The Co-operative Bank has announced it has chosen "several parties" to go through to a further stage as it looks for a new owner.
It said it had received a "number of non-binding proposals from strategic and financial parties" since it put itself up for sale in February and the bank's board was now to hold further discussions with several of the interested bidders.
The bank said the Prudential Regulation Authority had "welcomed the actions being taken", but added there is no certainty of any final moves yet.
It has also been speaking to firms about raising funds in case the sale does not go through.
Various names have been linked with the bank, including Virgin Money, Clydesdale and Yorkshire Banking Group (CYBG) and private equity firms.

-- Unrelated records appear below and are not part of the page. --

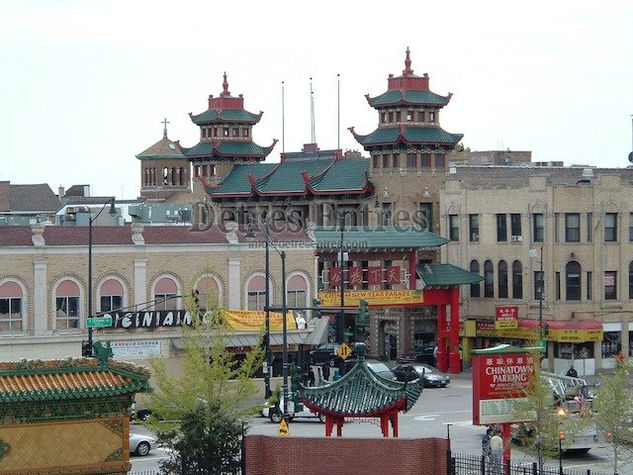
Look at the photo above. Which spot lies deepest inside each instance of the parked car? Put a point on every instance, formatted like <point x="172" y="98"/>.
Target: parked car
<point x="431" y="376"/>
<point x="275" y="412"/>
<point x="378" y="367"/>
<point x="324" y="353"/>
<point x="141" y="444"/>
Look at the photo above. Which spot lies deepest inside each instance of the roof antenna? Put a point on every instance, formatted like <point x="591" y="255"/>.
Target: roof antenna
<point x="312" y="131"/>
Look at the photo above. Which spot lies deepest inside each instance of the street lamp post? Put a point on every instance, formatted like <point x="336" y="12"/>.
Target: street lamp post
<point x="112" y="212"/>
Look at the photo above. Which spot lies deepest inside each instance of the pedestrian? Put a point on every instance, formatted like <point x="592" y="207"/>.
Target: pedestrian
<point x="496" y="451"/>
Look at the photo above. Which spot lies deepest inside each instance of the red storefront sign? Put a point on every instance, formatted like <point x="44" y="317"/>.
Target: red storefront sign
<point x="506" y="316"/>
<point x="499" y="381"/>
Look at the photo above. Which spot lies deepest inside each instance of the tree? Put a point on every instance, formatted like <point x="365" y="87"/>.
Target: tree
<point x="201" y="414"/>
<point x="613" y="410"/>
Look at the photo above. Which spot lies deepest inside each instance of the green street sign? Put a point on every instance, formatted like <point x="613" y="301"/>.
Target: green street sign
<point x="99" y="322"/>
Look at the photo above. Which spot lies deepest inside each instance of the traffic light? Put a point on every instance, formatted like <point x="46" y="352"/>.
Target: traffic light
<point x="86" y="351"/>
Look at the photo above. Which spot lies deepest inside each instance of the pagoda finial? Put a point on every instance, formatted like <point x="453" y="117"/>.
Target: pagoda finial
<point x="225" y="87"/>
<point x="407" y="65"/>
<point x="165" y="122"/>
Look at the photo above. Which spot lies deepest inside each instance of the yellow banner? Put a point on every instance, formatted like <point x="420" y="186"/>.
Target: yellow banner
<point x="332" y="298"/>
<point x="254" y="320"/>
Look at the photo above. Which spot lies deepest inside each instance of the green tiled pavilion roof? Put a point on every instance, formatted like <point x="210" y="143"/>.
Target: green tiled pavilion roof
<point x="296" y="178"/>
<point x="419" y="98"/>
<point x="385" y="237"/>
<point x="228" y="149"/>
<point x="391" y="135"/>
<point x="360" y="392"/>
<point x="70" y="379"/>
<point x="229" y="115"/>
<point x="441" y="275"/>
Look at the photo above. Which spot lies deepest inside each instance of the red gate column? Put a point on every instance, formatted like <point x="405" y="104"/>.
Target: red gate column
<point x="454" y="361"/>
<point x="442" y="340"/>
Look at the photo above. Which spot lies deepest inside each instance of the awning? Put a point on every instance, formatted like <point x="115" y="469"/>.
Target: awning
<point x="560" y="331"/>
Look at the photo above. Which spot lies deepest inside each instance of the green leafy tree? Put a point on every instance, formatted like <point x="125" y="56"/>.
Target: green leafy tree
<point x="613" y="413"/>
<point x="201" y="413"/>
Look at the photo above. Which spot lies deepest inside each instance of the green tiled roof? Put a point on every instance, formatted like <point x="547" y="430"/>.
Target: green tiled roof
<point x="408" y="97"/>
<point x="236" y="182"/>
<point x="228" y="115"/>
<point x="348" y="174"/>
<point x="230" y="149"/>
<point x="440" y="275"/>
<point x="360" y="392"/>
<point x="390" y="135"/>
<point x="384" y="237"/>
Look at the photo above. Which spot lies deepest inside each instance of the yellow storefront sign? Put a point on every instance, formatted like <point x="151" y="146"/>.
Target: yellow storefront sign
<point x="254" y="320"/>
<point x="332" y="298"/>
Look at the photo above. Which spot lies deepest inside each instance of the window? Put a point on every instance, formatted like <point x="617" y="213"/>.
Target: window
<point x="426" y="210"/>
<point x="610" y="227"/>
<point x="515" y="226"/>
<point x="165" y="293"/>
<point x="589" y="285"/>
<point x="67" y="305"/>
<point x="572" y="280"/>
<point x="453" y="227"/>
<point x="503" y="280"/>
<point x="256" y="293"/>
<point x="539" y="285"/>
<point x="296" y="296"/>
<point x="10" y="307"/>
<point x="538" y="227"/>
<point x="111" y="292"/>
<point x="517" y="280"/>
<point x="475" y="288"/>
<point x="589" y="226"/>
<point x="473" y="227"/>
<point x="502" y="228"/>
<point x="572" y="227"/>
<point x="610" y="285"/>
<point x="489" y="280"/>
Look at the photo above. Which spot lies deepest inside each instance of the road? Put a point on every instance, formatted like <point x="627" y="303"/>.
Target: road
<point x="437" y="411"/>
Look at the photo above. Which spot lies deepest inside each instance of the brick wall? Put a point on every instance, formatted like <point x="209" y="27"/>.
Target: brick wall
<point x="267" y="455"/>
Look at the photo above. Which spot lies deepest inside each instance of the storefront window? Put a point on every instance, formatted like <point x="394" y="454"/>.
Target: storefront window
<point x="611" y="344"/>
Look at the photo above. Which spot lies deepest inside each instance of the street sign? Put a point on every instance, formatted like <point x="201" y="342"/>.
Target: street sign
<point x="284" y="430"/>
<point x="95" y="322"/>
<point x="344" y="351"/>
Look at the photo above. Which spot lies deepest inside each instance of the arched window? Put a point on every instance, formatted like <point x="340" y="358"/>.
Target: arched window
<point x="111" y="292"/>
<point x="297" y="290"/>
<point x="165" y="294"/>
<point x="489" y="280"/>
<point x="503" y="280"/>
<point x="475" y="288"/>
<point x="207" y="292"/>
<point x="517" y="280"/>
<point x="67" y="305"/>
<point x="256" y="293"/>
<point x="11" y="307"/>
<point x="572" y="280"/>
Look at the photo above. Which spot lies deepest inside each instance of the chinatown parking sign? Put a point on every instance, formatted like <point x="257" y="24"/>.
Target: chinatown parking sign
<point x="500" y="377"/>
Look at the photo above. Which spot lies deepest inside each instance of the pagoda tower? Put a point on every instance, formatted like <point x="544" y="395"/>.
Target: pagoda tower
<point x="225" y="140"/>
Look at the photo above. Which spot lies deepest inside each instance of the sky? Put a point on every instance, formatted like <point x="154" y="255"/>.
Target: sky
<point x="85" y="85"/>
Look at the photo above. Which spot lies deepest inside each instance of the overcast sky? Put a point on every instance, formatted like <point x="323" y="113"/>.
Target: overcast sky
<point x="84" y="85"/>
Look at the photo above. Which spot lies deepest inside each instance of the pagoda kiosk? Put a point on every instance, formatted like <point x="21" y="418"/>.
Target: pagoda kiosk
<point x="360" y="393"/>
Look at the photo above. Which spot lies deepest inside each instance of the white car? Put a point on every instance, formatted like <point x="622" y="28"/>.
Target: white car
<point x="141" y="444"/>
<point x="274" y="413"/>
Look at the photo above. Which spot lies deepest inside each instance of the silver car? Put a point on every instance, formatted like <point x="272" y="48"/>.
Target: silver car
<point x="141" y="444"/>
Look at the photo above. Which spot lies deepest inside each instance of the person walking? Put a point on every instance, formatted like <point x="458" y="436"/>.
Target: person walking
<point x="496" y="451"/>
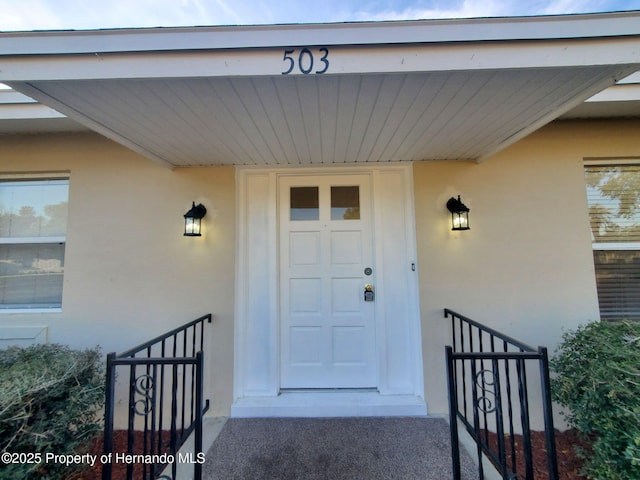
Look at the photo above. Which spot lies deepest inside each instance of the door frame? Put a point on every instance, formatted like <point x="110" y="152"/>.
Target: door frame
<point x="256" y="327"/>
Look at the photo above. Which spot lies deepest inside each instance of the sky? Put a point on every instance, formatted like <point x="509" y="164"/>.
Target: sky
<point x="21" y="15"/>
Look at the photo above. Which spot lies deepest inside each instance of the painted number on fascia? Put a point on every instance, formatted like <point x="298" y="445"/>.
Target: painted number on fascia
<point x="303" y="60"/>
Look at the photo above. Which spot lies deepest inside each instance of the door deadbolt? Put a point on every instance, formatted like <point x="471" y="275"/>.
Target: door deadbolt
<point x="369" y="295"/>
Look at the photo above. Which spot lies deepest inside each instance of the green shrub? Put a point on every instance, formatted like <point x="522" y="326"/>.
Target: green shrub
<point x="598" y="380"/>
<point x="50" y="399"/>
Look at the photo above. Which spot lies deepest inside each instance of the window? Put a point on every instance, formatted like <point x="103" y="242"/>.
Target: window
<point x="33" y="224"/>
<point x="613" y="193"/>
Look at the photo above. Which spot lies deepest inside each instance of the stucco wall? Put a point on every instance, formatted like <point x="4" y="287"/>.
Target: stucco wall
<point x="526" y="265"/>
<point x="130" y="274"/>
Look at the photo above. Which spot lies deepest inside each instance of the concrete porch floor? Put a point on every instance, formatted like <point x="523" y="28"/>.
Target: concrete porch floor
<point x="362" y="448"/>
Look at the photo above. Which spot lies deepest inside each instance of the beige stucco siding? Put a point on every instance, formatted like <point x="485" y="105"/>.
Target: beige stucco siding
<point x="526" y="265"/>
<point x="130" y="274"/>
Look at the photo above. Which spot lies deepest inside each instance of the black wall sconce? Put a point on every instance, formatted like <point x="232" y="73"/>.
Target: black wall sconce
<point x="459" y="214"/>
<point x="193" y="219"/>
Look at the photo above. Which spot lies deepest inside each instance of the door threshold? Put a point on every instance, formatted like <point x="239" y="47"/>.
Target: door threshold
<point x="329" y="403"/>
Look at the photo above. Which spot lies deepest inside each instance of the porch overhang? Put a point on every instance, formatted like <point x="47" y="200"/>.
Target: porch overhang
<point x="324" y="94"/>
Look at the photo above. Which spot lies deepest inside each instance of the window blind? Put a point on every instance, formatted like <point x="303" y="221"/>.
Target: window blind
<point x="613" y="193"/>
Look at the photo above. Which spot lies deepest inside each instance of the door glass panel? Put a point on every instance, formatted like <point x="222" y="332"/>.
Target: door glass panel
<point x="305" y="203"/>
<point x="345" y="203"/>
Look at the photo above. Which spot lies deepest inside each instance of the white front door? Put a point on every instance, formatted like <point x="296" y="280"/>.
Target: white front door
<point x="327" y="328"/>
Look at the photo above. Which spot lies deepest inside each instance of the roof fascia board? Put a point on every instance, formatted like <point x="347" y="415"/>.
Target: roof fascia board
<point x="93" y="125"/>
<point x="365" y="33"/>
<point x="341" y="60"/>
<point x="552" y="115"/>
<point x="27" y="111"/>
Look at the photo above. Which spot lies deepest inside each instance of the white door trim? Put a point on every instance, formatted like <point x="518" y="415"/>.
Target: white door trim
<point x="256" y="342"/>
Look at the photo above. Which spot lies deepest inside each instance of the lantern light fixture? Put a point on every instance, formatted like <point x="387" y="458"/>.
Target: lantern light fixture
<point x="193" y="219"/>
<point x="459" y="214"/>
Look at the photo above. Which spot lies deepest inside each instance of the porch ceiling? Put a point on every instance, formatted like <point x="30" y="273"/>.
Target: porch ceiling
<point x="426" y="99"/>
<point x="318" y="119"/>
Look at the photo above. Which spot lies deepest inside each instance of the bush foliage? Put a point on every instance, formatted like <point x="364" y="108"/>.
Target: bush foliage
<point x="597" y="379"/>
<point x="50" y="399"/>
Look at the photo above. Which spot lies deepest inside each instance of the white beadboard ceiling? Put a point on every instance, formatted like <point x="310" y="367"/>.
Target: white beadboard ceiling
<point x="378" y="92"/>
<point x="299" y="120"/>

Other banks have already stated they have little interest in being Co-op Bank's new owner, including Secure Trust Bank and TSB owner Sabadell.
It comes after the bank's parent group the Co-operative Group posted its first annual loss since 2013, falling into the red by as it wrote off the value of its stake in the Co-op Bank.
Some analysts have said the bank could be ripe to be split up.
John Cronin at Goodbody, said: "My view is that Co-op Bank is much more likely to be split up rather than sold to a single bidder.
"I think Clydesdale Yorkshire Bank and Virgin Money will be the most interested trade buyers by far, given their thirst for funding and liquidity, and growth. Parts of the Co-op Bank would be highly attractive to them – in terms of the small business deposits and the retail deposits from both a funding, and, importantly, a liquidity ratio perspective – and certain unencumbered performing loan assets to get balance sheet growth."